As an urban designer and planner with an architectural background, I am considered (when I am considered to have a place in the profession at all) to be a "bridge" between the differing fields of practice. In actuality designers in each field - landscape architecture, architecture, and increasingly engineers and others - consider urban planning and design to be fully within their own realm of practice and specialized capabilities. Many are quite capable of multiple points of view and an interdisciplinary approach, and I offer my poor contributions wherever such are accepted. There are, unfortunately, occasional outbreaks of Designeritis, during which any attempt to generate a dialogue of other viewpoints with the afflicted party is futile. The bug has bitten and inflicted the Designer with a unique Vision which must be realized in form.
Great Visions are compelling and have a way of becoming actualized in the real world, with widely varying levels of success. As I am modeling a virtual city, first building the existing conditions, then the infill of improvements and developments over time, I find it important to keep it tied to quantifiable, verifiable realities of urban development and placemaking, even in the simple blocky massing stages. What the clients are usually expecting is something different, a "Visualization". As our digital environments, in which so many spend so much time or at least have become quite familiar with, become more photographically realistic, there is an accompanying trend of rising expectation of photorealism to the point of virtual reality in the depiction of architectural and urban designs, even in conceptual stages
Vision, in the sense of sight, is very powerful, perhaps the most powerful of the senses, but is still only one of the ways in which we interact with and experience our "real" environments. This emphasis on photorealism is in some ways a return to the school of architecture as high art, a painterly aesthetic. That aesthetic is important, as are the Vitruvian delights - but the design of human environments must be more than a visual or artistic aesthetic. The form-based school of design requires an evidence-based counterbalance which is too often either lacking or under-valued as something that can be applied at a later stage. The initial pressure and efforts are for "pretty pictures" to sell an idea to the public or to market it to investors.
For some years there was school of thought in the design world that followed literary and linguistic theories, known as Deconstruction.

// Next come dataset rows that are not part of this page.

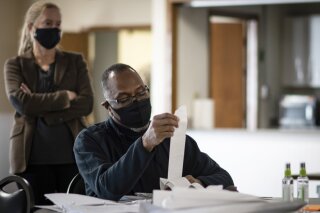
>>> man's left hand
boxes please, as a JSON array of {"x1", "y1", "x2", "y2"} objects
[{"x1": 185, "y1": 175, "x2": 203, "y2": 186}]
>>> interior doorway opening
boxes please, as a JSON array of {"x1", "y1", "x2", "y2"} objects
[{"x1": 209, "y1": 15, "x2": 258, "y2": 129}]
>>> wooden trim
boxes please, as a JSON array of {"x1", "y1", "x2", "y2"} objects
[
  {"x1": 169, "y1": 0, "x2": 191, "y2": 3},
  {"x1": 207, "y1": 12, "x2": 213, "y2": 98},
  {"x1": 208, "y1": 10, "x2": 259, "y2": 20},
  {"x1": 170, "y1": 3, "x2": 178, "y2": 113},
  {"x1": 82, "y1": 25, "x2": 151, "y2": 33}
]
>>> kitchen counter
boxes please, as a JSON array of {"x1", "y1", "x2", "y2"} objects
[{"x1": 186, "y1": 128, "x2": 320, "y2": 198}]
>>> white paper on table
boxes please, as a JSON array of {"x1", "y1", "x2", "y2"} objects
[
  {"x1": 152, "y1": 188, "x2": 304, "y2": 213},
  {"x1": 152, "y1": 190, "x2": 172, "y2": 207},
  {"x1": 64, "y1": 203, "x2": 140, "y2": 213},
  {"x1": 161, "y1": 188, "x2": 265, "y2": 210},
  {"x1": 44, "y1": 193, "x2": 117, "y2": 207},
  {"x1": 42, "y1": 193, "x2": 147, "y2": 213},
  {"x1": 154, "y1": 186, "x2": 224, "y2": 208},
  {"x1": 34, "y1": 205, "x2": 63, "y2": 212}
]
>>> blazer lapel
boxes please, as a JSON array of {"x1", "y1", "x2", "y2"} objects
[
  {"x1": 21, "y1": 51, "x2": 38, "y2": 92},
  {"x1": 54, "y1": 50, "x2": 68, "y2": 86}
]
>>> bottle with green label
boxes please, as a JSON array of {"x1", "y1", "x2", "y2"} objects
[
  {"x1": 282, "y1": 163, "x2": 294, "y2": 201},
  {"x1": 297, "y1": 162, "x2": 309, "y2": 203}
]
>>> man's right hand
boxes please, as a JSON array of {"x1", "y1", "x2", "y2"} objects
[{"x1": 142, "y1": 113, "x2": 179, "y2": 152}]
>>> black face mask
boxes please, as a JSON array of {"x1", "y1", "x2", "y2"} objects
[
  {"x1": 34, "y1": 28, "x2": 61, "y2": 49},
  {"x1": 112, "y1": 98, "x2": 152, "y2": 129}
]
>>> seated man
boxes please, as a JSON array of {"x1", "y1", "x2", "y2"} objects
[{"x1": 74, "y1": 63, "x2": 235, "y2": 201}]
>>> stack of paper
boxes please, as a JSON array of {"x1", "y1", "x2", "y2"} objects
[
  {"x1": 36, "y1": 193, "x2": 141, "y2": 213},
  {"x1": 154, "y1": 187, "x2": 263, "y2": 209},
  {"x1": 151, "y1": 188, "x2": 305, "y2": 213}
]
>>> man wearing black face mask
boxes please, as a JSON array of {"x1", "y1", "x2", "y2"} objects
[{"x1": 74, "y1": 63, "x2": 236, "y2": 201}]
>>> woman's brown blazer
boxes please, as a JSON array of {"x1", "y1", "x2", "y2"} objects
[{"x1": 4, "y1": 50, "x2": 94, "y2": 174}]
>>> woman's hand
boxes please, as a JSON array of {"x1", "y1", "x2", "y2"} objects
[
  {"x1": 67, "y1": 90, "x2": 77, "y2": 101},
  {"x1": 20, "y1": 83, "x2": 31, "y2": 94},
  {"x1": 20, "y1": 83, "x2": 77, "y2": 102}
]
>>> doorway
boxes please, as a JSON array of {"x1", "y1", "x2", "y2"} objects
[
  {"x1": 210, "y1": 16, "x2": 245, "y2": 128},
  {"x1": 210, "y1": 16, "x2": 258, "y2": 129}
]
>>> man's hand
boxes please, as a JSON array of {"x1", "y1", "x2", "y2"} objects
[
  {"x1": 185, "y1": 175, "x2": 203, "y2": 186},
  {"x1": 225, "y1": 185, "x2": 238, "y2": 192},
  {"x1": 142, "y1": 113, "x2": 179, "y2": 152}
]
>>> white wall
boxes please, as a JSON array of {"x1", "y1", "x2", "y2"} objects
[
  {"x1": 35, "y1": 0, "x2": 151, "y2": 32},
  {"x1": 177, "y1": 7, "x2": 209, "y2": 123},
  {"x1": 92, "y1": 31, "x2": 118, "y2": 123},
  {"x1": 0, "y1": 114, "x2": 13, "y2": 179},
  {"x1": 0, "y1": 0, "x2": 20, "y2": 112},
  {"x1": 259, "y1": 6, "x2": 282, "y2": 128},
  {"x1": 189, "y1": 129, "x2": 320, "y2": 198},
  {"x1": 0, "y1": 0, "x2": 20, "y2": 179},
  {"x1": 118, "y1": 29, "x2": 152, "y2": 86}
]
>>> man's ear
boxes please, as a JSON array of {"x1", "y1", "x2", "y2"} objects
[
  {"x1": 103, "y1": 102, "x2": 117, "y2": 120},
  {"x1": 102, "y1": 100, "x2": 115, "y2": 116}
]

Rem Koolhaas, who was a journalist before he was an architect, was one of the best known proponents. What it boiled down to is the notion that whoever tells the best, most compelling story, wins. The story becomes the truth, the reality, by virtue of the power of the telling. A powerful story or vision can become reality - but what then? What genie do we let out of the bottle? Sometimes getting what we wished for, what we so effectively visualized or imagined, has unintended consequences. That's why I would really like the opportunity to do more research for evidence-based design and put a soul into the pretty shell of the simulacrum.
These images are student exercises and not client project models.